Path 1: In the browser, no installation required

This is the easiest starting point. Everything happens in your web browser. You do not need to install anything.

  1. Open claude.ai or chatgpt.com and create a free account if you do not have one.
  2. Describe what you want. Tell it something like: "I want a simple one-page personal portfolio website. I need sections for About me, My projects, Writing samples, and Contact. I want it to look clean and professional. Please give me all the files I need."
  3. It will give you code. You will see blocks of text that look technical—that is HTML, CSS, and possibly some JavaScript. Do not worry about understanding it. Copy each block.
  4. Create your files. On your computer, create a new folder called my-portfolio. Inside it, create a file called index.html. Open it with any text editor (Notepad on Windows, TextEdit on Mac) and paste the HTML code in. Do the same for any other files it gives you (it might give you a style.css file—save that in the same folder).
  5. Preview it. Find the index.html file in your folder, right-click it, and choose "Open with" → your browser (Chrome, Firefox, Edge). Your site will open. It is not online yet—only you can see it—but you can check how it looks.
  6. Iterate in the chat. Go back to the conversation and describe what you want to change. "Make the background darker." "Move the contact section to the top." "Change the font." Paste the updated code back into your file and refresh the browser. Repeat until you are happy.
  7. Publish it for free. When you are ready to put it online, go back to the chat and ask: "How do I publish this on GitHub Pages for free? Explain it step by step for someone who has never used GitHub before." It will walk you through creating an account, uploading your files, and making the site live—all through the GitHub website, no technical knowledge required.

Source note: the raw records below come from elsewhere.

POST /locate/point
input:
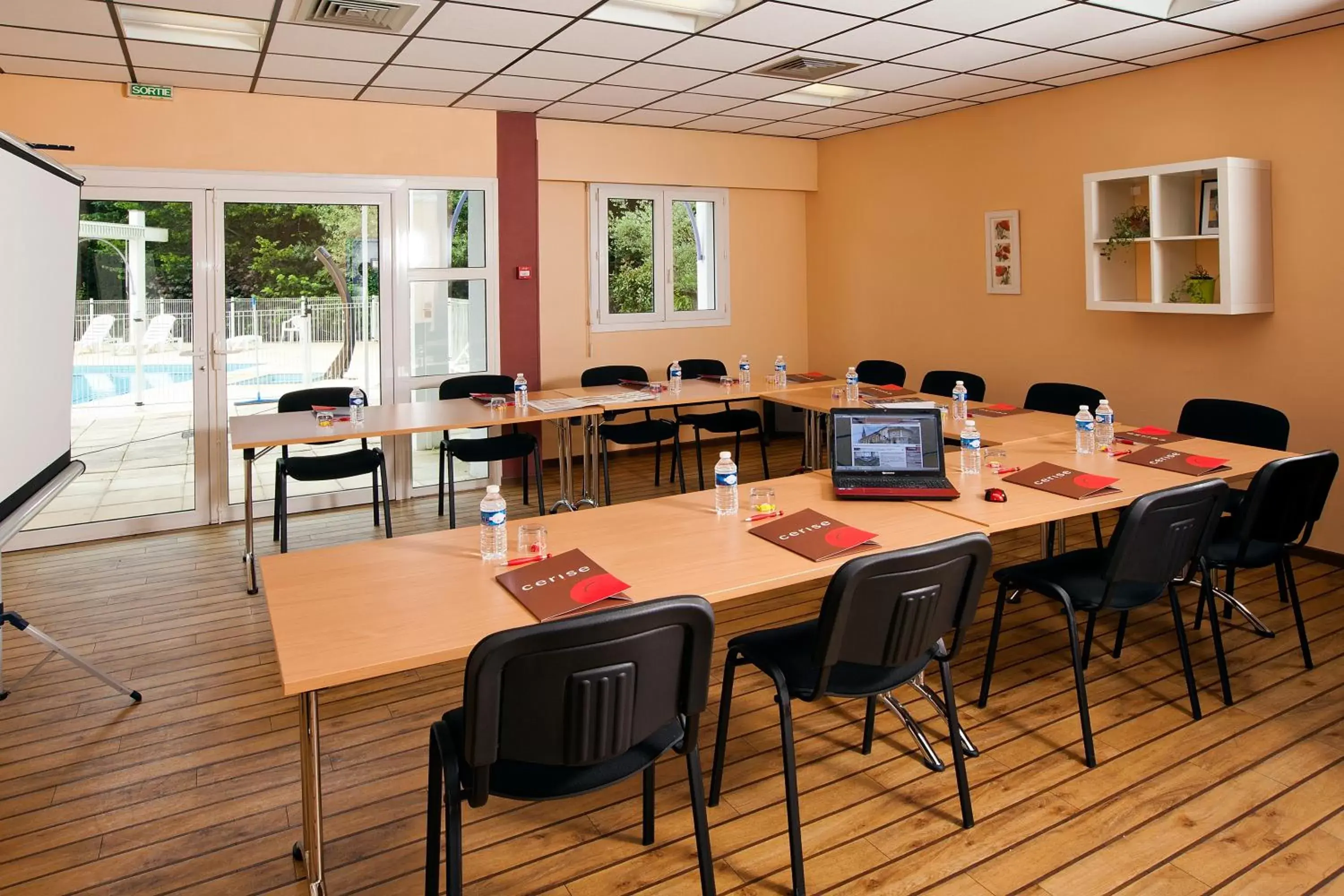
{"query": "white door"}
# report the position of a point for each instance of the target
(140, 401)
(283, 324)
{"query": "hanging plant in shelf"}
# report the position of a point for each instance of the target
(1125, 229)
(1197, 289)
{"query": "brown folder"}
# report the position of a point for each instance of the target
(1176, 461)
(562, 586)
(815, 536)
(1061, 480)
(998, 410)
(1151, 436)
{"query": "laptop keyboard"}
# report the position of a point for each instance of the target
(892, 482)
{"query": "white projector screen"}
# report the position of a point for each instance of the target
(39, 233)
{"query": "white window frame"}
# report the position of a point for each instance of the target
(663, 316)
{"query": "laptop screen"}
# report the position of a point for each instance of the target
(887, 443)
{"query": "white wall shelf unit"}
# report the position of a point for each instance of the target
(1143, 277)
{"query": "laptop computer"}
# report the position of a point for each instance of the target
(893, 454)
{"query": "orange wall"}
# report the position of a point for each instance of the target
(214, 129)
(897, 236)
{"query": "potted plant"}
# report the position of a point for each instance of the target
(1125, 229)
(1198, 288)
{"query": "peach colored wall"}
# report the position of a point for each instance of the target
(629, 155)
(897, 236)
(214, 129)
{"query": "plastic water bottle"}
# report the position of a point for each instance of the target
(971, 448)
(494, 524)
(726, 485)
(357, 405)
(1085, 432)
(959, 401)
(1105, 426)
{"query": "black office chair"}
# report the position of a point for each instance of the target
(943, 383)
(732, 420)
(507, 447)
(569, 707)
(1064, 398)
(642, 433)
(1160, 536)
(324, 466)
(1283, 504)
(881, 373)
(882, 621)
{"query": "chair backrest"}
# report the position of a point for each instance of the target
(695, 367)
(1061, 398)
(1162, 532)
(890, 609)
(943, 383)
(881, 373)
(464, 386)
(1240, 422)
(612, 374)
(1285, 499)
(580, 691)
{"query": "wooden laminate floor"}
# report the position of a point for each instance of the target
(197, 789)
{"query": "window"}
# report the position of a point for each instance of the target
(659, 260)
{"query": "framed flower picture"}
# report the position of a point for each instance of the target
(1003, 253)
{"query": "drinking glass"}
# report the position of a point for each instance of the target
(761, 499)
(531, 539)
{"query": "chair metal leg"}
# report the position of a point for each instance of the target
(994, 645)
(703, 852)
(648, 802)
(721, 735)
(791, 786)
(930, 759)
(1185, 653)
(1297, 613)
(959, 759)
(937, 703)
(699, 460)
(388, 500)
(1081, 687)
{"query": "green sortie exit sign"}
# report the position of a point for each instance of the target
(150, 90)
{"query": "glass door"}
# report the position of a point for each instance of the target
(140, 390)
(288, 319)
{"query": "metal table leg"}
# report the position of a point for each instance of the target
(310, 851)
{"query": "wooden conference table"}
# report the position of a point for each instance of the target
(342, 617)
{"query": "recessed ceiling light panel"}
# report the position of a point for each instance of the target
(193, 29)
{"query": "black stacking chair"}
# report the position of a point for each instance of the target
(882, 621)
(647, 432)
(1064, 398)
(324, 466)
(732, 420)
(1155, 542)
(569, 707)
(1283, 504)
(507, 447)
(881, 373)
(943, 383)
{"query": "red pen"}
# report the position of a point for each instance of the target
(764, 516)
(522, 560)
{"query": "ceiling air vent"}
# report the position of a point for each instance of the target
(371, 15)
(806, 69)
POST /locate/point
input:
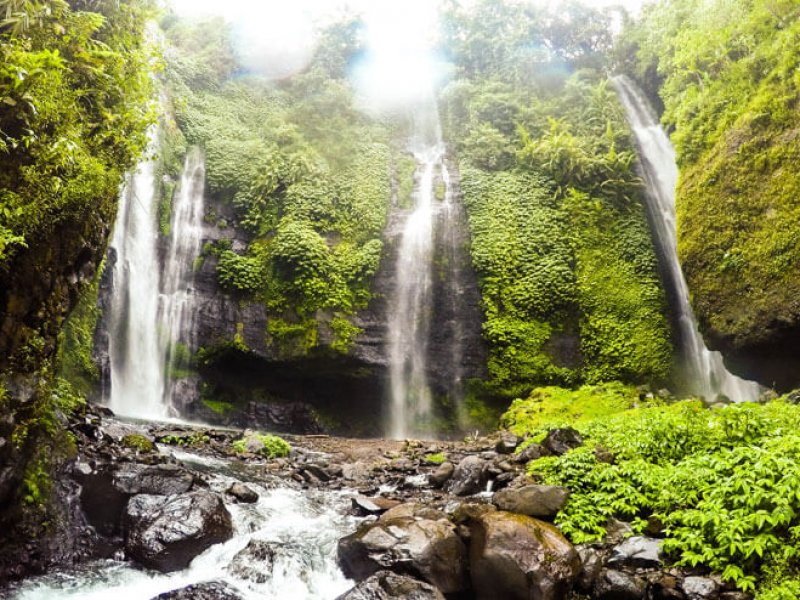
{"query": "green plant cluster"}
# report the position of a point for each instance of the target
(560, 241)
(306, 172)
(723, 485)
(726, 71)
(75, 94)
(272, 446)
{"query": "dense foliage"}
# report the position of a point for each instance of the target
(559, 237)
(75, 93)
(721, 485)
(305, 173)
(727, 72)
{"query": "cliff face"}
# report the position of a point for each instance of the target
(732, 107)
(292, 384)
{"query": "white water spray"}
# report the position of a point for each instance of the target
(151, 310)
(708, 376)
(410, 309)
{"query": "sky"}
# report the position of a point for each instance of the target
(276, 38)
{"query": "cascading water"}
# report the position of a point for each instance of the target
(135, 353)
(708, 376)
(150, 309)
(302, 527)
(411, 307)
(176, 315)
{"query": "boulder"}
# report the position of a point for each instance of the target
(616, 585)
(163, 480)
(242, 493)
(560, 441)
(507, 443)
(637, 552)
(469, 477)
(423, 548)
(167, 533)
(373, 506)
(700, 588)
(210, 590)
(530, 452)
(414, 510)
(385, 585)
(542, 501)
(518, 557)
(254, 562)
(442, 473)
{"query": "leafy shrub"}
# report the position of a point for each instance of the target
(724, 483)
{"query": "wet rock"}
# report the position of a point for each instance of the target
(530, 452)
(163, 480)
(700, 588)
(422, 548)
(243, 493)
(507, 443)
(637, 552)
(254, 562)
(469, 511)
(561, 441)
(167, 533)
(373, 506)
(616, 585)
(442, 473)
(517, 557)
(469, 477)
(591, 565)
(413, 510)
(210, 590)
(665, 587)
(541, 501)
(385, 585)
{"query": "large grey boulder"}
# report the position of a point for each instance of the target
(385, 585)
(516, 557)
(618, 585)
(166, 533)
(210, 590)
(469, 477)
(637, 552)
(541, 501)
(423, 548)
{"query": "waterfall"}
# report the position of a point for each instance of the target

Path 2: With an IDE (more powerful, still beginner-friendly)

An IDE is a program that helps you write and edit code. Think of it as a smarter version of Notepad. The most popular free one is called Visual Studio Code (VS Code).

This path takes a bit more setup but gives you a better experience and makes it easier to build on your site later.

  1. Install VS Code. Go to code.visualstudio.com and download it. Install it like any other program.
  2. Install Claude Code or the Copilot extension. Open VS Code. On the left side, click the icon that looks like four squares (Extensions). Search for "GitHub Copilot" or "Claude" and install one. These are AI assistants that live inside your editor and help you build things by talking to them in plain language.
  3. Open a new folder. In VS Code, go to File → Open Folder → create a new empty folder called my-portfolio and open it.
  4. Talk to the AI. Open the AI assistant panel (usually a chat icon on the left or a button that says "Ask"). Type the same kind of request as before: "Build me a personal portfolio website with sections for About, Projects, Writing, and Contact. Keep it simple and professional."
  5. It writes the files for you. The AI will create and fill in the files directly in your folder. You do not need to copy and paste anything.
  6. Preview in the browser. Right-click index.html in the file list on the left → "Open with Live Server" (you may need to install the Live Server extension the same way you installed the AI one). Your site opens in the browser and updates automatically as you make changes.
  7. Iterate by talking. Keep asking the AI to make changes. Describe what you want in plain English. It will update the code directly.
  8. Publish. When ready, ask the AI: "How do I put this on GitHub Pages? I have never used GitHub or the command line before. Walk me through it." It will guide you through every step.

Keep it current

Update your portfolio when you finish a significant project—not when you start a job search. That way, when an opportunity appears, you are already ready.